Opinion
50656.
ARGUED MAY 8, 1975.
DECIDED SEPTEMBER 2, 1975. REHEARING DENIED SEPTEMBER 19, 1975.
Action for damages. Wilkes Superior Court. Before Judge Stevens.
Hendon, Egerton, Harrison Glean, Michael Anthony Glean, for appellant.
Erwin, Epting, Gibson McLeod, Gary B. Blasingame, Henry G. Garrard, III, for appellees.
Defendants moved to dismiss plaintiff's complaint, and the trial court granted the motion as to all defendants. The plaintiff alleges error in the sustaining of the motion to dismiss as to defendants Doctors Clinic, P. A., and Charles E. Willis, M. D., P. A. Held:
1. Plaintiff's complaint was filed pro se and contained excess verbiage. In his brief, appellant paraphrased his complaint "weeding through the surplusage" as follows: "Complainant was injured by the Defendants, by virtue of the fact that certain Defendants performed surgery of a questionable nature upon complainant's legally married wife, during the course of said marriage thereby injuring the complainant by causing him a loss of services and consortium (materially affected the marital and conjugal relationship and destroyed the home life of said parties)." This is an accurate statement of the complaint reduced to simple terms. The trial court committed no error in dismissing this complaint as it failed to set forth a claim for relief.
Civil Practice Act, Section 8 (Ga. L. 1966, pp. 609, 619; Code Ann. § 81A-108), requires that the complaint set forth "a short and plain statement of the claim showing that the pleader is entitled to relief." "The sample forms for `negligence complaints' contained in the Civil Practice Act (see Code Ann. §§ 81A-309, 81A-310 and 81A-314), while being very brief and simple all contain at least a general allegation of negligence." White v. Augusta Motel Hotel c. Co., 119 Ga. App. 351, 352 ( 167 S.E.2d 161).

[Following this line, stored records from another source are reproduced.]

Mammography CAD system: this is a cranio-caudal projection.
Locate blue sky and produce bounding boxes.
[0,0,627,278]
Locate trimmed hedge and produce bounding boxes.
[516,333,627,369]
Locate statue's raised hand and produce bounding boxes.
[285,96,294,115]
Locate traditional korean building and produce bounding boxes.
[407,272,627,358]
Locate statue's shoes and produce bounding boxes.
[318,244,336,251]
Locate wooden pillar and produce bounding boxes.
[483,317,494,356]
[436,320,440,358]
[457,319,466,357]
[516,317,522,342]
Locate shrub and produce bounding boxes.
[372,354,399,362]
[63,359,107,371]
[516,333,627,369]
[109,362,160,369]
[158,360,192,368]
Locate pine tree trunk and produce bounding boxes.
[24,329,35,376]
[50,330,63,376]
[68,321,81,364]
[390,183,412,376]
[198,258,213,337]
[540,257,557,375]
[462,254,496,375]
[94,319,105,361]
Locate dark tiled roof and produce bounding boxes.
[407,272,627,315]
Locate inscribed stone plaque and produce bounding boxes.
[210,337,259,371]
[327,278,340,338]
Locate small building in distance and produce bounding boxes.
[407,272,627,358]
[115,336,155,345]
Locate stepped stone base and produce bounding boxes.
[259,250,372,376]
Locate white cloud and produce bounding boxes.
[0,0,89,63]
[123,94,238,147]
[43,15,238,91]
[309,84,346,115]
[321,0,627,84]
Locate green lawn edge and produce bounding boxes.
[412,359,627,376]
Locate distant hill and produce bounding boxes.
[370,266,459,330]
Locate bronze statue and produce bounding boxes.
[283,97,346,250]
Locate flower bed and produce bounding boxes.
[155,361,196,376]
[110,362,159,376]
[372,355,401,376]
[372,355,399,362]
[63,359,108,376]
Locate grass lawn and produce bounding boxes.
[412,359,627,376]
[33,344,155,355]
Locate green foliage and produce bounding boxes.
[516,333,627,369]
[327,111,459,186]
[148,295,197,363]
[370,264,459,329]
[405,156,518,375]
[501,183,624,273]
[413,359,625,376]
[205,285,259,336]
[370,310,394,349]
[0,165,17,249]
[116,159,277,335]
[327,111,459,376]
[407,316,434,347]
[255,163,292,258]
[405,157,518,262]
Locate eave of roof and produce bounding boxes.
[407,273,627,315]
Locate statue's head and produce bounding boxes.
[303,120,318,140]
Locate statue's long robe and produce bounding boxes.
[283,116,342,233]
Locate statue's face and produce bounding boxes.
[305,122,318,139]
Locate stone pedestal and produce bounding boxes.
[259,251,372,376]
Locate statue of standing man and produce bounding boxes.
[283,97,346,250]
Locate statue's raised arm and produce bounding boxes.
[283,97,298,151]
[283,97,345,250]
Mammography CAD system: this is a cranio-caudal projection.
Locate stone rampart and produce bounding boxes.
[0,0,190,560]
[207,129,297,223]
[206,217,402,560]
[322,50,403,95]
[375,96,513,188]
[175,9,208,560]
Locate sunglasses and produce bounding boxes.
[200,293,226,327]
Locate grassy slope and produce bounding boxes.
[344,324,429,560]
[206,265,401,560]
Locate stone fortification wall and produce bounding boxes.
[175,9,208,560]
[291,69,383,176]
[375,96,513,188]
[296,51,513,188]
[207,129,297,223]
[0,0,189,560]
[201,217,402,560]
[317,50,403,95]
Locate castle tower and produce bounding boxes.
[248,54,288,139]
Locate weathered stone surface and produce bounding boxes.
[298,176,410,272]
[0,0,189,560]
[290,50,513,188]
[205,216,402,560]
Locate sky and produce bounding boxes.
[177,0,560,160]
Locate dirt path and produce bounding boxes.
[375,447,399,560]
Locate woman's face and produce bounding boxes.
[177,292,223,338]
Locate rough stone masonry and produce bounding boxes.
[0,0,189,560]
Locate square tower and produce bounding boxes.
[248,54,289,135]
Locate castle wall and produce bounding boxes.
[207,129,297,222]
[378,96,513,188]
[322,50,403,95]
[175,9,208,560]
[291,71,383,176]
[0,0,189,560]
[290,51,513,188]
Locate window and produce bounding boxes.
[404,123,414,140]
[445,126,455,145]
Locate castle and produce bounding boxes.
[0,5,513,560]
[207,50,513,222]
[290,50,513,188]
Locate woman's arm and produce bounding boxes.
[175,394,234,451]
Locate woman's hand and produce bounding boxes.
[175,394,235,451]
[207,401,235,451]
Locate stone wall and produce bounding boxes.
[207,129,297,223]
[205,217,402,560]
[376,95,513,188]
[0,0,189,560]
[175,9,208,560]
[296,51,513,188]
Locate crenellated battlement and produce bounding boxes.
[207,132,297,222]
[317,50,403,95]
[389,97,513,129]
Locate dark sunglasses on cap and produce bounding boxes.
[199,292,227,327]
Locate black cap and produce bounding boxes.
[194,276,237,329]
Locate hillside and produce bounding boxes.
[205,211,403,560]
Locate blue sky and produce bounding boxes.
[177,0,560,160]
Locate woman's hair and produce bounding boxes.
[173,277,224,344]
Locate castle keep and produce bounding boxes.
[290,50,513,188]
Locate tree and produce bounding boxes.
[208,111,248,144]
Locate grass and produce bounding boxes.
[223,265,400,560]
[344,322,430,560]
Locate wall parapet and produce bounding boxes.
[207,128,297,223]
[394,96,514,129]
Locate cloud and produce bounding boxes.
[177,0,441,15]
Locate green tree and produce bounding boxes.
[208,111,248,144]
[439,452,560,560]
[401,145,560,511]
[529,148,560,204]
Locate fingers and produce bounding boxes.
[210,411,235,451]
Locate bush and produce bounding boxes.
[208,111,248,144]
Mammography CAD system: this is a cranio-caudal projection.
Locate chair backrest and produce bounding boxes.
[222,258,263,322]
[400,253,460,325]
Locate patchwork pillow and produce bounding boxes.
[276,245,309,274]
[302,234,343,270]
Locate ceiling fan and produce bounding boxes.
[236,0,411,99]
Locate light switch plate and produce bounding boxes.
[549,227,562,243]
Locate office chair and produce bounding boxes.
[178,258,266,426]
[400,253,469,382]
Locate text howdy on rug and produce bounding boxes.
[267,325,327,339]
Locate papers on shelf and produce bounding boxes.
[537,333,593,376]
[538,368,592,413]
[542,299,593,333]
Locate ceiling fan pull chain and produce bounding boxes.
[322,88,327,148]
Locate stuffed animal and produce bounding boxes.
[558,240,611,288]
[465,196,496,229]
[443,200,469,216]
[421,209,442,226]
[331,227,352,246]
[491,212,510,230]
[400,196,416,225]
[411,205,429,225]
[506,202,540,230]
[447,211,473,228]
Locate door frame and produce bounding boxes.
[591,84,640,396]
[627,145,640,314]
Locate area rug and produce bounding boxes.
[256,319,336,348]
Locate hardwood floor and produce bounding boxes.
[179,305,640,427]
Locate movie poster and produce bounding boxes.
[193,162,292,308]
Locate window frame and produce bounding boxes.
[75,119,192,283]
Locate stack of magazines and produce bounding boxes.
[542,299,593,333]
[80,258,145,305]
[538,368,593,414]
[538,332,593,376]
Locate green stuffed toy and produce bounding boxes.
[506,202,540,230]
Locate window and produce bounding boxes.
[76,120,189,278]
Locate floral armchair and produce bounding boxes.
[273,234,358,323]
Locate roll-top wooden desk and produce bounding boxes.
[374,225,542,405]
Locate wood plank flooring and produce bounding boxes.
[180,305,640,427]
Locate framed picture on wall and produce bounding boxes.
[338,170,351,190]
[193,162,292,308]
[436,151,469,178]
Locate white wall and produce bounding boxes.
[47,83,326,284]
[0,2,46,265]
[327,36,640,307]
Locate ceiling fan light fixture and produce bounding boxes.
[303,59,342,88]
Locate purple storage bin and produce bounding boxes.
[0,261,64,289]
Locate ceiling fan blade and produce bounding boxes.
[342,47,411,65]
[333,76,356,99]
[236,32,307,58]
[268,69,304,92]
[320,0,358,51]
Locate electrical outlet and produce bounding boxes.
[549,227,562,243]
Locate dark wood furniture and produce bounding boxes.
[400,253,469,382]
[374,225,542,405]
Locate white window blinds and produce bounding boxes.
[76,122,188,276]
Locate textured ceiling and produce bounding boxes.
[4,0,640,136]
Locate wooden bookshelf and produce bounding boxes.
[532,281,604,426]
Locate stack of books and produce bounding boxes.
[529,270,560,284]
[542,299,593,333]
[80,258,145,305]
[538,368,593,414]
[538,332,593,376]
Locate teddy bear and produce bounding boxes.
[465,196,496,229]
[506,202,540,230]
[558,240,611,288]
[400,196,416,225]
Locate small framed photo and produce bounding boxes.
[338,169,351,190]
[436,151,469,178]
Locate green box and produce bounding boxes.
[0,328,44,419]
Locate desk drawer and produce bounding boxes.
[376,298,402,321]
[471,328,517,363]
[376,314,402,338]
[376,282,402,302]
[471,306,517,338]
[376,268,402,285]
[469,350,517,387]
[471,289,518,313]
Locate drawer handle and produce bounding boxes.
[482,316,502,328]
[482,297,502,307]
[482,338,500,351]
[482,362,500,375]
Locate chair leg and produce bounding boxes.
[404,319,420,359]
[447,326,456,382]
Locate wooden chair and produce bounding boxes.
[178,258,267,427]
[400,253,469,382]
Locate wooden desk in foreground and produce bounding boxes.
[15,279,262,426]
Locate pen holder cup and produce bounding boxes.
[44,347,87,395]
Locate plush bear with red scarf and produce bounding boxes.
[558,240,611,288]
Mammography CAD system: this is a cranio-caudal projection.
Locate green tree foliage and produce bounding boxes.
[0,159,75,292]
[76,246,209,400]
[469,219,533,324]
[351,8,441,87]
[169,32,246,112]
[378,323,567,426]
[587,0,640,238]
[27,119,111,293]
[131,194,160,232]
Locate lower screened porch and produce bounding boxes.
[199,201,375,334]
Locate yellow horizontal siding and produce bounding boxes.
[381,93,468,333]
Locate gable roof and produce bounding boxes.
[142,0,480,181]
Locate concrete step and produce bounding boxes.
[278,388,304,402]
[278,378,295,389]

The complaint alleges only that defendants performed surgery of a "questionable nature" on plaintiff's wife. This does not amount to an averment of negligence, even in general terms.
To recover for loss of consortium, plaintiff would have to prove not only that consortium had been lost, but also that the loss would have given rise to liability on the part of the defendants. Smith v. Tri-State Culvert Mfg. Co., 126 Ga. App. 508, 510 ( 191 S.E.2d 92). To establish the defendants' liability, plaintiff must allege that they were in some way negligent in the performance of their duties. There being no allegation of negligence against the defendants, and loss of consortium alone being insufficient, the trial judge did not err in dismissing the complaint.
2. Since we have decided that it was proper for the trial court to dismiss the complaint on at least one of the grounds asserted by defendants, it is not necessary to decide if the other grounds would have also supported the dismissal.
Judgment affirmed. Quillian and Clark, JJ., concur.